I am not opposed to this but I have a few what I think are critical considerations:
*Across the board mini corporate tax cuts don’t work. Just look at New Brunswick. The province cut small business income taxes to the lowest rate in Canada but forgot to mention that small businesses don’t really pay much income tax anyway. So the impact on the provincial finances was to drop a few million from revenue and there was, as far as I can see, no visible positive impact on the small business sector. Job creation post the tax cuts has been worse and the number of new small businesses created is lower than in other Atlantic Canadian provinces. It was a fantasy to think that cutting taxes by the amout of a cup of coffee per day per small business would result in billions in new investment.
*Similarly, across the board small tax cuts for large corporations won’t work either. It will drain the provincial finances of valuable revenue and not result in new investment. Companies that are here to exploit a local market opportunity (Wal-Mart, Home Depot, etc.) won’t increase their investment just because taxes are cut.
What’s needed, in my opinion, is for the province to target a few key sectors where we have already a competitive advantage for location such as e-Learning, certain kinds of manufacturing, etc. and hone in on a tax reduction plan that stimulates new investment – directly – not indirectly.
To spell this out – if you invest $100 million, we will forgive your corporate income tax for X years.
But it’s not fair, you say, to give one company a tax break and not another. This is patently false. As I continue to say, we need to attract significant new foreign investment into New Brunswick. We need to gear programs to make this happen. If Irving wants to invest billions – hallelujah – give them a tax break. But across the board tax breaks will do nothing but imperil already weak public finances.
So when I hear Jeannot Volpe is look at this:
One area he leans toward is a gradual declining break on property taxes for new businesses, in order to help the new ventures land on their feet during the critical opening years of operation.
I shudder.

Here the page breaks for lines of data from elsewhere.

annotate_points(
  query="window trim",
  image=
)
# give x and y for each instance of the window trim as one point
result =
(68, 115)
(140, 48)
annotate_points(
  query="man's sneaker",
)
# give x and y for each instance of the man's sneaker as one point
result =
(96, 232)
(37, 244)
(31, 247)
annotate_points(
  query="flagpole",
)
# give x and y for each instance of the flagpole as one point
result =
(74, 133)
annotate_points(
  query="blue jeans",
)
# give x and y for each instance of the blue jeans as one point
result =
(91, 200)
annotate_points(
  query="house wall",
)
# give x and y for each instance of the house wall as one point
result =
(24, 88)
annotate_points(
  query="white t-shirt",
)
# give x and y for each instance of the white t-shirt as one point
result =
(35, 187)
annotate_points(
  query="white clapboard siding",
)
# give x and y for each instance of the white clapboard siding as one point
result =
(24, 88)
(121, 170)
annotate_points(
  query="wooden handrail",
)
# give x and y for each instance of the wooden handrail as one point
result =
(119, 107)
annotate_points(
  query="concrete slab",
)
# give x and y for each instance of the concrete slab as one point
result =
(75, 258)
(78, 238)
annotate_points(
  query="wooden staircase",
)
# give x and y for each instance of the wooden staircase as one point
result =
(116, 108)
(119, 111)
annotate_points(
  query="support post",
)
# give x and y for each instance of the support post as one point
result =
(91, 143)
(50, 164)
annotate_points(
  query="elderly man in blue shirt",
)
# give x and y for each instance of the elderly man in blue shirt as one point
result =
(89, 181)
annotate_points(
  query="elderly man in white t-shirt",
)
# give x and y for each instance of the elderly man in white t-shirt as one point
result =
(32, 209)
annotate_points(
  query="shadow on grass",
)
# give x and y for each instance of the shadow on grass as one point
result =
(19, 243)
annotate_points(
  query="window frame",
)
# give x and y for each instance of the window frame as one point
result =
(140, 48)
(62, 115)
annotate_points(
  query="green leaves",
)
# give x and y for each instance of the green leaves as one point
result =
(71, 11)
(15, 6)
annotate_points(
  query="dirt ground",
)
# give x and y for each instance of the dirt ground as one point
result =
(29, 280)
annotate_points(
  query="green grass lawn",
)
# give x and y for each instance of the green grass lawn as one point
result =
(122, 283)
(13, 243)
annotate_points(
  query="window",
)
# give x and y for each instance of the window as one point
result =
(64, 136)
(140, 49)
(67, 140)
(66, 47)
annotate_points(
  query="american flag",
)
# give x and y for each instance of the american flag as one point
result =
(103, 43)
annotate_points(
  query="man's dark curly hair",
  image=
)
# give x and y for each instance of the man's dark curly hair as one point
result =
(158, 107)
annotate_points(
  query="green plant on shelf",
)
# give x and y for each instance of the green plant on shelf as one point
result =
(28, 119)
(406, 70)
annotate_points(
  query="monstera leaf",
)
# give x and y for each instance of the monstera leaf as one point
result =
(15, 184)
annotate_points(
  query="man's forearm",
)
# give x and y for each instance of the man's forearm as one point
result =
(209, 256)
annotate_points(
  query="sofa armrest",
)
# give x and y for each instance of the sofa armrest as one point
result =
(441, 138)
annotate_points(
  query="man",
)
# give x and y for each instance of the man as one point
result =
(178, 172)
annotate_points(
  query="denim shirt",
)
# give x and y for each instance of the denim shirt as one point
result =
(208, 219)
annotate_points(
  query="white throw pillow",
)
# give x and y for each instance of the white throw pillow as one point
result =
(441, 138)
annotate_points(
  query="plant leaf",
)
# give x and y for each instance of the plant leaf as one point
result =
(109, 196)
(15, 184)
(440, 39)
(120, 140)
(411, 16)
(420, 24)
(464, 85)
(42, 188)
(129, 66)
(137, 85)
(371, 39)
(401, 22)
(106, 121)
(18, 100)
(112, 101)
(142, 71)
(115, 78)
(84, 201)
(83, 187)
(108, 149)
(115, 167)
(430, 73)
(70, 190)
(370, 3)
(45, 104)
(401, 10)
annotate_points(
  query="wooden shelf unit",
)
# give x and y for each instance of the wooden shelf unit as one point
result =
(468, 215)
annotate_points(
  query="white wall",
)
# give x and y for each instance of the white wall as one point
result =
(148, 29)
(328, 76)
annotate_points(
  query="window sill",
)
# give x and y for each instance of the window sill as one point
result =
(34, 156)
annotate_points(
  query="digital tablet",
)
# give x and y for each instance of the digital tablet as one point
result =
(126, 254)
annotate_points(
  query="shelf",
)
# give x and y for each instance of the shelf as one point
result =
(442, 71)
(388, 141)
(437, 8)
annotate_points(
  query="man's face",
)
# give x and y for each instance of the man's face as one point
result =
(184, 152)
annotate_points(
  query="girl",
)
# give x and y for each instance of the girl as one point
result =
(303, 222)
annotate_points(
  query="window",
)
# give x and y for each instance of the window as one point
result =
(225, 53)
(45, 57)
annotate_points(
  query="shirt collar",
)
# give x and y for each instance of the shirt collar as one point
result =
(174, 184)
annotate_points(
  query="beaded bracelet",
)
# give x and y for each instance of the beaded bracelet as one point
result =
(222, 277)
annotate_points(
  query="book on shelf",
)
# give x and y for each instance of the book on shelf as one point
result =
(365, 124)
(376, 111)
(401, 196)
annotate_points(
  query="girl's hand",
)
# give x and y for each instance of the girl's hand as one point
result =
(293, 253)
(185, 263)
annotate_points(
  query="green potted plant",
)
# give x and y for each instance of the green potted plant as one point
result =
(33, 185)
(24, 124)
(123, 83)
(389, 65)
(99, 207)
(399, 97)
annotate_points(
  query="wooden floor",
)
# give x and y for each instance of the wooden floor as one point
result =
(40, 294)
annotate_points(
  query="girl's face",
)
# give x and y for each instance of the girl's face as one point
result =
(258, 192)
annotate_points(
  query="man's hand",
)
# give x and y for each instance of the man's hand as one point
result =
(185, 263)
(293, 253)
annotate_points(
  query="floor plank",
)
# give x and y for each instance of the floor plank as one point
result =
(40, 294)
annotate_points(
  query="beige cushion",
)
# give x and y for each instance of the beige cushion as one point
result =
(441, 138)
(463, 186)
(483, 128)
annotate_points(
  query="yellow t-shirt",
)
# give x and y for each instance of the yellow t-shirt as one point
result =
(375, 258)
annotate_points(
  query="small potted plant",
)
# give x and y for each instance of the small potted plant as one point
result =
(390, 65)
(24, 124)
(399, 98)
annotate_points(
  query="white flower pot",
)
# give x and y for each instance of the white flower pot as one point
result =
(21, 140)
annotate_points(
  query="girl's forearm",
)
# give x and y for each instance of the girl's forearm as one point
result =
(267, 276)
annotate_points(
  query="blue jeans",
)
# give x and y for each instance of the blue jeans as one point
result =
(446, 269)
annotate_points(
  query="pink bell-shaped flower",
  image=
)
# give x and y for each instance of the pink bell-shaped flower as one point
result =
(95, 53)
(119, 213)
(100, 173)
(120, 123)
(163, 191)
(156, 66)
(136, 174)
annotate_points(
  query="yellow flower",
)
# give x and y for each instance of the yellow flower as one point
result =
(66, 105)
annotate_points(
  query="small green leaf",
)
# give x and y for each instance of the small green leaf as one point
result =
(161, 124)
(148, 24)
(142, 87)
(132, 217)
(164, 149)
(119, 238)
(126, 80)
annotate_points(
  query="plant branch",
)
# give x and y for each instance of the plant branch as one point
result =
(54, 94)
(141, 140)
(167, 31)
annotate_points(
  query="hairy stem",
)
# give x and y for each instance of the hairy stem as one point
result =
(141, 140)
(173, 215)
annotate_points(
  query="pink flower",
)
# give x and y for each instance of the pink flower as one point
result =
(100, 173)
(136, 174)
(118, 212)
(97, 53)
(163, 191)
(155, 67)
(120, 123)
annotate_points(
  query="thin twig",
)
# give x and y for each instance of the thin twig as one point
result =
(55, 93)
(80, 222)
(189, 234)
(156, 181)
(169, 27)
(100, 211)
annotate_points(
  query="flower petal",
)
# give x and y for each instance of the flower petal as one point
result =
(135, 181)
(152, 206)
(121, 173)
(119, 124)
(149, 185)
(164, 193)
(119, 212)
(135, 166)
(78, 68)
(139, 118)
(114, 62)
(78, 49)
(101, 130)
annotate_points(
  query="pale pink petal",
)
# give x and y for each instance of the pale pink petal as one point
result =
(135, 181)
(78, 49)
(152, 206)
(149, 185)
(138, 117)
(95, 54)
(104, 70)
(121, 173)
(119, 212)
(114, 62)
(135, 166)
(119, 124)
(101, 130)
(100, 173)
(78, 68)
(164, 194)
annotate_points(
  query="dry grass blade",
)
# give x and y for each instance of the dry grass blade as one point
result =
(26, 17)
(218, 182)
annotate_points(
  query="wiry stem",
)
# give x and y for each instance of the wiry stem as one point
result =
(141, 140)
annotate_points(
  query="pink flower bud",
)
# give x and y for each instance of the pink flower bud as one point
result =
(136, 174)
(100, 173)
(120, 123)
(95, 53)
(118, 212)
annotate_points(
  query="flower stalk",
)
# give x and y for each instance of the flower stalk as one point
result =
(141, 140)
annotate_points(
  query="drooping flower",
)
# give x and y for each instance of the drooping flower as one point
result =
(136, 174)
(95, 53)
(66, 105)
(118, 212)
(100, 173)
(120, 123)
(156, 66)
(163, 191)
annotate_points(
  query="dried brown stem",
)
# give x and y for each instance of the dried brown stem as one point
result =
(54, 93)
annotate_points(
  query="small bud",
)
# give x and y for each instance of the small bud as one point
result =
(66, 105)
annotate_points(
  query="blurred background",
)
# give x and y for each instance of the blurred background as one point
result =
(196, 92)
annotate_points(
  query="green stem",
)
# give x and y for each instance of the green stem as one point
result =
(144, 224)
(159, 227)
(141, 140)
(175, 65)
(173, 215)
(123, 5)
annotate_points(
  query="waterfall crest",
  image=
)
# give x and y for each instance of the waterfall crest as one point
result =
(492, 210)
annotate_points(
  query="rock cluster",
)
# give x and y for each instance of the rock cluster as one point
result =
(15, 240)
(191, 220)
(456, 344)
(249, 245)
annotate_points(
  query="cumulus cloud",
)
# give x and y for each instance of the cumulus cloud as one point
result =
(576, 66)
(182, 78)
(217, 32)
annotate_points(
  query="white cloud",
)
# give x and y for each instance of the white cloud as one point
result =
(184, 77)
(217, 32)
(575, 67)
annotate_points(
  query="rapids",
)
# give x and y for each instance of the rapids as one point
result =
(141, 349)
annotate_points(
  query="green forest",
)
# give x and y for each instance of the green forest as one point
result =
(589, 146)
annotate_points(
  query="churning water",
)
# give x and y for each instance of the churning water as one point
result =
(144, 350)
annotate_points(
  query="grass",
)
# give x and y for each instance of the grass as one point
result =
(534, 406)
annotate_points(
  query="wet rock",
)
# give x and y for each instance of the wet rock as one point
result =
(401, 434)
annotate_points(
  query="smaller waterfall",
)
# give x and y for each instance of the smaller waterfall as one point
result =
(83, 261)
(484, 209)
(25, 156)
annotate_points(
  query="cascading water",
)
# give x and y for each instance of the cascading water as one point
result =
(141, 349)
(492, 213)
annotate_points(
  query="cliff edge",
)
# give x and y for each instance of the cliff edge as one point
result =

I shake. I sigh. Who freakin’ cares about ‘new business’? I want old, established (or newer established) firms that are well capitalized, that have established markets, that are in growth mode and that are looking around for the best place to locate a manufacturing, back office, help desk, development shop, etc. That’s what we need.
If we use the word ‘critical’ – I get really scared. We have spent billions in Atlantic Canada over the past 30 trying to stimulate small businesses and where has it got us? The weakest economy in North America. Go out and get more Norandas. More UPM-Kymmenes. More Bowaters. More Michelins. More IBM. More Xerox. More UPS.
The ‘opening years of operation’ for these firms are not ‘critical’ in the lack-of-start-up-capital-no-markets-no-real-idea-of-what-needs-to-be-done sense that Minister Volpe is talking about.